Верхний этаж, защищенный толщей стен, состоял из двух комнат: проходной, в которую они вошли, и другой, которая и была святилищем миллионера. Они вошли в первую как раз в тот момент, когда из второй выходили два посетителя. Одного из них Питер Уэн представил как своего дядюшку. Он был маленький, но очень крепкий и подвижной, его бритая голова казалась лысой, а при взгляде на его коричневое лицо не верилось, что он белый. Старого Крэка прозвали Ореховым Крэком в память другого героя, а прославился он во времена последних схваток с индейцами. Спутник его был совсем на него не похож. Высокий, елейный, с черными лакированными волосами и с моноклем на широкой черной ленте, Бернард Блэк, поверенный старого Мертона, только что принимал участие в деловом совещании компаньонов.

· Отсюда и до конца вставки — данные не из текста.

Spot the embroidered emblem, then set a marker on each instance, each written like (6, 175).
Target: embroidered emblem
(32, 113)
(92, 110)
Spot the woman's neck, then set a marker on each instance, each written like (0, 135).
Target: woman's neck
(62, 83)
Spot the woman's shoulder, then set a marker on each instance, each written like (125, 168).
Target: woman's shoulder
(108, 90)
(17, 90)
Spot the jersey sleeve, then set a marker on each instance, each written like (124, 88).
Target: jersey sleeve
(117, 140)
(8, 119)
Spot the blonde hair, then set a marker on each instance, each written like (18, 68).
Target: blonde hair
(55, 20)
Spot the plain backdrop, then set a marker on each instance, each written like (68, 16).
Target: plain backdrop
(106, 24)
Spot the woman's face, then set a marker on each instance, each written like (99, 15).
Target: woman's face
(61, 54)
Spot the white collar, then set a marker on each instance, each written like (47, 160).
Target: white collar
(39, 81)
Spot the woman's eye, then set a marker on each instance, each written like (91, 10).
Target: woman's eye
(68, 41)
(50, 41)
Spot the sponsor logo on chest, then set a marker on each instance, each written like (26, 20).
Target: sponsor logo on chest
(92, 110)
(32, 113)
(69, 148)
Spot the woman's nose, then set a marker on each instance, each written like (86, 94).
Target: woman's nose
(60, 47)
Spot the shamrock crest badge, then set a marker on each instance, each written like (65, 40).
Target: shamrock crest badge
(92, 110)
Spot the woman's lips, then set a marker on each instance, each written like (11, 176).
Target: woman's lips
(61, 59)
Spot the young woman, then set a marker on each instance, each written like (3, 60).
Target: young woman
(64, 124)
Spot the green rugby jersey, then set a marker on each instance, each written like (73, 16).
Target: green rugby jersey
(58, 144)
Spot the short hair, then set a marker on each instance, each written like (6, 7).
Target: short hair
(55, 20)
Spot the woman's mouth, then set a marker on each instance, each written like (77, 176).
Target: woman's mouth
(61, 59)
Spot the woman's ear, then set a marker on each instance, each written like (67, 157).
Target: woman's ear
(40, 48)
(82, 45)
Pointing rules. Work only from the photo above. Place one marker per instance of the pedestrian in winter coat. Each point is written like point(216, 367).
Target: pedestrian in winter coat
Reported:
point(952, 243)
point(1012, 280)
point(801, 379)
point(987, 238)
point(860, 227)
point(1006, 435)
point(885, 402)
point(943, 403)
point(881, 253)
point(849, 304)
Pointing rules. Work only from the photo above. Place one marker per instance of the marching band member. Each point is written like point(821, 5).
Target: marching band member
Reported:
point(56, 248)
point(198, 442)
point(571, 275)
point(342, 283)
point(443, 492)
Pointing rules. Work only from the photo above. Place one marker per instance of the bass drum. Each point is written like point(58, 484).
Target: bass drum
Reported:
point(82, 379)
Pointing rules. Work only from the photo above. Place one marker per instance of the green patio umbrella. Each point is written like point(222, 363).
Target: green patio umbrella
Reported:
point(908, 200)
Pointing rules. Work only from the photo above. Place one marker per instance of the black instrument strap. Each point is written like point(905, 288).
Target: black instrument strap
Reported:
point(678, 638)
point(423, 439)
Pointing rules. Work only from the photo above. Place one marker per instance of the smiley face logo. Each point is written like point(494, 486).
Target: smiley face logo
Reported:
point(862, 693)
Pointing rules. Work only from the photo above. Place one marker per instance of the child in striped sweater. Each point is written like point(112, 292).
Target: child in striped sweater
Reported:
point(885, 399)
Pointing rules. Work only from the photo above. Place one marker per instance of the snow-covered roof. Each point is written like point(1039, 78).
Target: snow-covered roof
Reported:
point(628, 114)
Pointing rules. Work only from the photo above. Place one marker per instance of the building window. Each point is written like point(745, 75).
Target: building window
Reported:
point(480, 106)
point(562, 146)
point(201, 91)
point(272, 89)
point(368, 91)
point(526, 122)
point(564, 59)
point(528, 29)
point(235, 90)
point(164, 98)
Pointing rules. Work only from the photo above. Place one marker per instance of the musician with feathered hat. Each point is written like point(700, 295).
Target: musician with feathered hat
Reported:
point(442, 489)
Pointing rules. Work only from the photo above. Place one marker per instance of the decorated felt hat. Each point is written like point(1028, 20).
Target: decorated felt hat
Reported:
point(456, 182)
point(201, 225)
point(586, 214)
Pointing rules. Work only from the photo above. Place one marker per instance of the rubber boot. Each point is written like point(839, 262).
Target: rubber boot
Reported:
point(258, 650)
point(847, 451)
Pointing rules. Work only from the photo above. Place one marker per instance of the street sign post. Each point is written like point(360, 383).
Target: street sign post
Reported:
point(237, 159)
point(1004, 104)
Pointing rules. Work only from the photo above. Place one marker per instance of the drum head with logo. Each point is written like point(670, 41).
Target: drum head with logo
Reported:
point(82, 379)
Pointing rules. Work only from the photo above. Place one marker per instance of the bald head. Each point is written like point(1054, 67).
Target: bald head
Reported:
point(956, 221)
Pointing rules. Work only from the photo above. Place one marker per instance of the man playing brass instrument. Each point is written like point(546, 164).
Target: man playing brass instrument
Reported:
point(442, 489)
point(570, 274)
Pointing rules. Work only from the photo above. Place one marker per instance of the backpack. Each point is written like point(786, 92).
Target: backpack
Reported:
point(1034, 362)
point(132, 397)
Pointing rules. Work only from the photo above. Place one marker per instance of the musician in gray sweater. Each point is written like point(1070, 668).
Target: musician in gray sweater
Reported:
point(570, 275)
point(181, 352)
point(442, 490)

Все четверо встретились посреди первой комнаты и, прежде чем разойтись, остановились, чтобы обменяться для приличия несколькими фразами. Они были не одни: в самой глубине, у двери во вторую комнату, виднелась большая неподвижная фигура, слабо освещенная светом, падавшим из фрамуги, — человек с черным лицом и широчайшими плечами. Он был из тех, кого американцы шутки ради смело прозвали головорезами; из тех, кого друзья называют телохранителем, а враги — наемным убийцей.
Человек не двинулся, не шевельнулся, не поздоровался ни с кем. Но Питер Уэн, увидев его здесь, нервно осведомился:
— Остался кто-нибудь с шефом?
— Не поднимай шума, Питер, — осклабился его дядюшка. — С ним Уилтон. Полагаю, этого достаточно. Уилтон, кажется, никогда и не спит, все охраняет Мертона. Он стоит двадцати телохранителей, а проворен и невозмутим, как индеец.
— Ну, вам лучше знать, — согласился, смеясь, племянник. — Помню, каким вы учили меня индейским штукам, когда я был мальчуганом и любил читать о краснокожих. В тех рассказах краснокожим всегда солоно приходилось.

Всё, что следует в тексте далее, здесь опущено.